The heads of the fish are to be left on one side of the split part, and kept on the outer side of the roll; and when served the heads are to be turned towards each other in the dish.

Garnish with fried or dried parsley.

An excellent way of Dressing a Large Plaice, especially if there be a Roe.-Sprinkle with salt, and keep twentyfour hours; then wash and wipe it dry, wet over with egg, and cover with crumbs of bread; make some lard or fine dripping, and two large spoonfuls of vinegar, boiling hot; lay the fish in, and fry it a fine colour, drain it from the fat, and serve with fried parsley round, and anchovy-sauce. You may dip the fish in vinegar, and not put it into the pan.

To Fry Smelts.-They should not be washed more than is necessary to clean them. Dry them in a cloth; then lightly flour them, but shake it off. Dip them into plenty of egg, then into bread-crumbs, grated fine, and plunge them into a good pan of boiling lard; let them continue gently boiling, and a few minutes will make them a bright yellow-brown. Take care not to take off the light roughness of the crumbs, or their beauty will be lost.

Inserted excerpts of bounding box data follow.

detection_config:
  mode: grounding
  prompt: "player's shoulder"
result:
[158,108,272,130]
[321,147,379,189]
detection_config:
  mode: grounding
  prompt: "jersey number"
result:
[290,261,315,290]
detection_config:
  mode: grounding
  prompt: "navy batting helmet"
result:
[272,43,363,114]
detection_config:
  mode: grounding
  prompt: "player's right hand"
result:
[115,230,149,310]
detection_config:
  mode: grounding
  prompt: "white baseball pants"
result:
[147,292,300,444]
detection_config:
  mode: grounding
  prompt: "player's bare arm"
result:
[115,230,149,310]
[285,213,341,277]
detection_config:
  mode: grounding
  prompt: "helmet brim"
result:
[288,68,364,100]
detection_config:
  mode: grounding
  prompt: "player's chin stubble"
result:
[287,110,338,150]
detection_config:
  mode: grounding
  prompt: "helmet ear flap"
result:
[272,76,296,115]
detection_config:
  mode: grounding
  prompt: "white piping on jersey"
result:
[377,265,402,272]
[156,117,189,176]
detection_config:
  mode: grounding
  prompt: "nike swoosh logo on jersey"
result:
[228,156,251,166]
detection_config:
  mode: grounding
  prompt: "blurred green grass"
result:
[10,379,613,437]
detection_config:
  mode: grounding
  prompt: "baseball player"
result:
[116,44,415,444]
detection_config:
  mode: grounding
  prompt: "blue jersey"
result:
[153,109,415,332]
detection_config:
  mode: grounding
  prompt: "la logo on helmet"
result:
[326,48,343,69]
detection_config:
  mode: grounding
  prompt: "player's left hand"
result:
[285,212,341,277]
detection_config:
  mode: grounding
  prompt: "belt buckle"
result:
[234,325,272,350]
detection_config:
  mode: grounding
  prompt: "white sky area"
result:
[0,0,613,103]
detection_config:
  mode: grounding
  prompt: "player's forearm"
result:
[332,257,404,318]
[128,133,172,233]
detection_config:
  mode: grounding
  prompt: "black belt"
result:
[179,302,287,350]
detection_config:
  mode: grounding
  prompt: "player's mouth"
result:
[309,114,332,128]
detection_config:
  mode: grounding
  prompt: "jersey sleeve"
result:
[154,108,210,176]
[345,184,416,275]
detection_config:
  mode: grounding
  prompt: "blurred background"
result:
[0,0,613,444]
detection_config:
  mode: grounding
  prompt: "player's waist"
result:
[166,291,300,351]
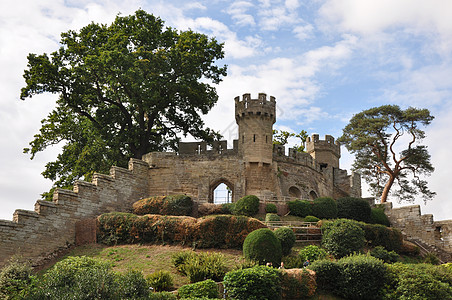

EELS.-Spitchcock Eels.-Take one or two large eels, leave the skin on, cut them into pieces of three inches long, open them on the belly side, and clean them nicely: wipe them dry, and then wet them with beaten egg, and strew over on both sides chopped parsley, pepper, salt, a very little sage, and a bit of mace pounded fine and mixed with the seasoning. Rub the gridiron with a bit of suet, and broil the fish of a fine colour. Serve with anchovy and butter for sauce.

Fried Eels.-If small, should be curled round and fried, being first dipped into egg and crumbs of bread.